Last week on the Work It, Mom! blog, Nataly talked about those magical times when you love working. We’re not just talking about loving your job, but rather those periods when all you want to do is work because it’s exciting, or there’s a lot to do and you just can’t wait to get to it! In other words, those times when you’d maybe rather work than do anything else - including spend time with your family.
I find myself in the middle of one of those stages right now. I have so many exciting things going on and new projects that need my attention. Every time I shutdown my computer I am walking way in the middle of something; I have a handful of major ideas in development that can’t be completed within a work day. I love this feeling of loving what I do, of rolling out of bed eager to get back to the grindstone. What’s not to love about loving your job? Well…

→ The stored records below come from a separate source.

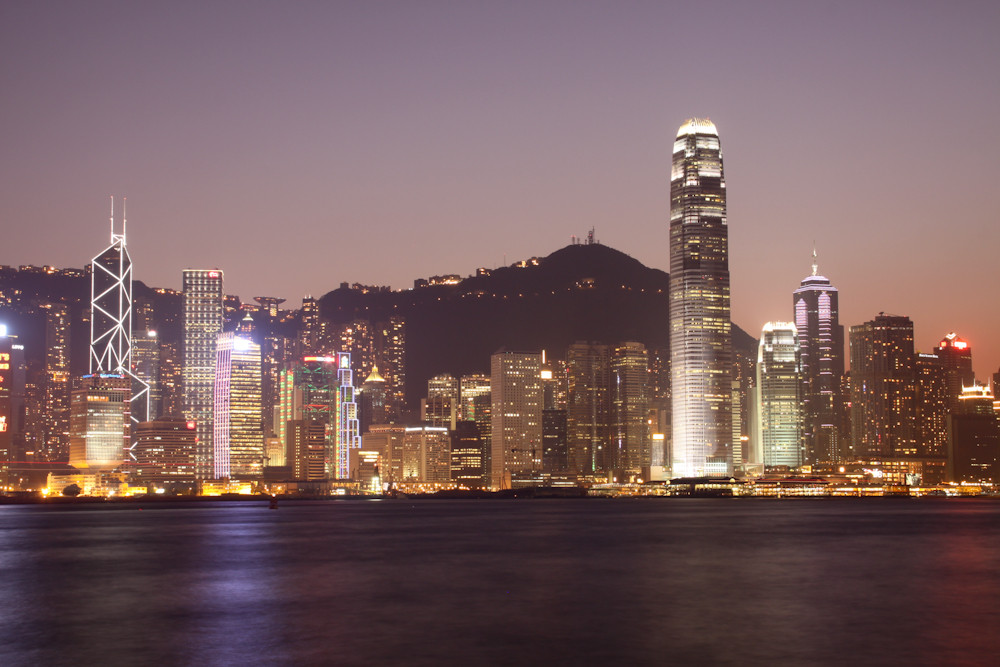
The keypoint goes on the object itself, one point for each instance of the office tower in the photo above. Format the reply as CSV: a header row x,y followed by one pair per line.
x,y
111,319
974,438
238,437
441,407
588,417
6,405
371,402
630,402
516,392
268,307
320,388
883,410
821,345
307,447
358,339
56,402
309,327
779,394
468,455
98,437
700,336
392,349
426,454
387,440
932,405
956,358
171,378
164,451
146,367
555,458
202,326
471,387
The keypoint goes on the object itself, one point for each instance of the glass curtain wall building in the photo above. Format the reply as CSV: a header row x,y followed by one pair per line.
x,y
700,328
202,326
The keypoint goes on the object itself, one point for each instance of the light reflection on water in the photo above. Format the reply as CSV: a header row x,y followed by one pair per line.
x,y
646,581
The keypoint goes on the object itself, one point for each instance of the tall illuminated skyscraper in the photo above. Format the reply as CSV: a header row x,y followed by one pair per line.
x,y
238,437
111,319
516,391
883,388
700,328
779,405
821,344
202,326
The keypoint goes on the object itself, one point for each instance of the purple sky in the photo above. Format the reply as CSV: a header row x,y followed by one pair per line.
x,y
298,145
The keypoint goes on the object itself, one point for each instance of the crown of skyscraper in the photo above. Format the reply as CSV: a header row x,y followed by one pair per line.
x,y
697,126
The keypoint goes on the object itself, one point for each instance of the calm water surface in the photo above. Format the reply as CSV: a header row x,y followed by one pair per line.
x,y
646,581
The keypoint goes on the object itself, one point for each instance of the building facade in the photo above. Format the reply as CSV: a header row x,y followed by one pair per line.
x,y
516,416
779,394
700,327
203,316
821,346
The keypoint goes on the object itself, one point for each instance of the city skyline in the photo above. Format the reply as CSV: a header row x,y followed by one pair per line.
x,y
351,124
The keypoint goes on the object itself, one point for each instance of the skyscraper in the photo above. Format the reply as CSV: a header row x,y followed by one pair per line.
x,y
956,359
238,437
700,328
821,345
516,391
111,319
202,326
588,421
779,390
883,387
630,402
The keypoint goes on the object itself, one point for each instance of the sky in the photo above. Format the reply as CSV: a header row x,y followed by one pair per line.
x,y
298,145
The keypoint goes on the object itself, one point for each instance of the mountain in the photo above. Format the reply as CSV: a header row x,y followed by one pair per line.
x,y
583,292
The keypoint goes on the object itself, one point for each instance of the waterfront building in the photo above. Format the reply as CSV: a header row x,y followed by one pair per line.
x,y
932,405
974,438
516,417
883,402
589,418
320,388
238,437
700,327
387,440
203,316
164,450
111,319
468,455
146,367
442,406
426,454
56,386
821,348
371,401
955,354
779,392
98,423
630,446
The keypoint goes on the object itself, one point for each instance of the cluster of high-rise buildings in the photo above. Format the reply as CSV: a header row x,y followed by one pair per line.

As Nataly pointed out, wanting to spend an inordinate amount of time with your job can make the work/life balance a little trickier. In my case, I’ve had to force myself to say no to late nights and weekends of work in lieu of spending time with my husband and kids. Does that mean I don’t want to hang out with my family? Absolutely not! I’m thrilled once I’m with them and I make it a priority because I love them, but I do have to stay hyper aware right now of my constant desire to work.
This weekend I wanted nothing more than to grab a cup of coffee and curl up to my laptop and long-term to-do list. I even admitted to my husband that I really wanted to be working. But, as I told him, I knew that getting out of the house together would be better for me in the long run. I compared it to the way getting up early to workout makes you feel better than hitting snooze 10 times does… but boy is that snooze button tempting!
Bottom line: I spent the day with my family at EPCOT and had forgotten about my work obsession before we hit the turnstiles. I was so glad that (for once) I had the foresight to practice balance before it was too late, even when my impulse was to lose myself in work.
Do you ever force yourself to step away from work or other projects in the name of balance?